I've come to the conclusion that I am going through a spiritual growth spurt right now. With all the crazy stuff that's going on in my life right now I am being forced to either grow in my faith or ditch it completely and try to go it alone. I already tried the second a couple of years ago and it didn't work so I'm taking the other approach this time. I'm starting to make sure I read at least a chapter or two of scriptures before I go to bed each night, plus I'm reading To Busy Not To Pray as well as The Ragamuffin Gospel. Although this time in my life is hard, it is also really good and I'm finding it quite rewarding because I have been broken to the point where I couldn't carry my own burden even if I wanted to so I have just given it to God.
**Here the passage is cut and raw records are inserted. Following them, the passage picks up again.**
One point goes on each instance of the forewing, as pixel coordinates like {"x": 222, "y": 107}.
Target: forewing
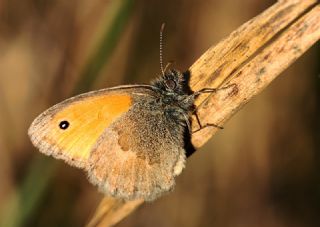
{"x": 88, "y": 116}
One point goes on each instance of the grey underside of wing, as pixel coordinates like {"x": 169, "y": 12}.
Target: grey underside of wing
{"x": 138, "y": 156}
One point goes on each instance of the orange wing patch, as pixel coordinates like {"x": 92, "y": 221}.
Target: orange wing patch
{"x": 87, "y": 116}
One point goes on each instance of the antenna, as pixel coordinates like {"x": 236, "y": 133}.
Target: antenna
{"x": 160, "y": 50}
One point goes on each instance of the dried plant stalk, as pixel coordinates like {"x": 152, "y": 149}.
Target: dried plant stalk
{"x": 250, "y": 58}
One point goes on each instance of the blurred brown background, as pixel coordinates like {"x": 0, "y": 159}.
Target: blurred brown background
{"x": 261, "y": 170}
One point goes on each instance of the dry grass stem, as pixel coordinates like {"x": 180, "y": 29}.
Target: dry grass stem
{"x": 250, "y": 57}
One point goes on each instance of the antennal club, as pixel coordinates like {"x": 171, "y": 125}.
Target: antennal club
{"x": 160, "y": 50}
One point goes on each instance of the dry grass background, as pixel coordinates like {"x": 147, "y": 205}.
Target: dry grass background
{"x": 262, "y": 169}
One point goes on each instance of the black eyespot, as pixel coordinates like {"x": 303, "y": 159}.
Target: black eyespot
{"x": 64, "y": 125}
{"x": 171, "y": 84}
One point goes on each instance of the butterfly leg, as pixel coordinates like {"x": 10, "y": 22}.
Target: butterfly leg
{"x": 204, "y": 126}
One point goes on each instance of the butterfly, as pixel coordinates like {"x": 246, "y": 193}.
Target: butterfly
{"x": 129, "y": 138}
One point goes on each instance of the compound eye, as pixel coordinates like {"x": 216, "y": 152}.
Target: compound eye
{"x": 171, "y": 84}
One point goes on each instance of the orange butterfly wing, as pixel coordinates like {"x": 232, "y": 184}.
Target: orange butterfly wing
{"x": 88, "y": 116}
On the less spiritual, more physical side of reality, my weekend at home was good for the most part. I bought some coffee, hung out with friends from high school, and just had a good time not doing anything that pertains to school. I really enjoyed hanging out with friends. On the not so good side of things, my family's German Shepard got hit by a car on Sat. She's still alive but she was bleeding pretty bad and I'm sure she's still sore. Even though I say that I hate dogs all the time I would still be extremely sad if one of our dogs died.
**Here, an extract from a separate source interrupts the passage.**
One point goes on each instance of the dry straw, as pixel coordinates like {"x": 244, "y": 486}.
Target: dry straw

Well, it's time for me to wrap up this post. Thank you everyone who takes the time to bother to read about my life. I almost feel selfish taking your time to read this, but then I remember that you're doing it voluntarily and that I'm not forcing you. Then that really does make me feel like a special person, knowing that people are actually interested in how my life is going. I pray that God blesses you as much as He's blessing me right now (minus all the emotional turmoil and pain).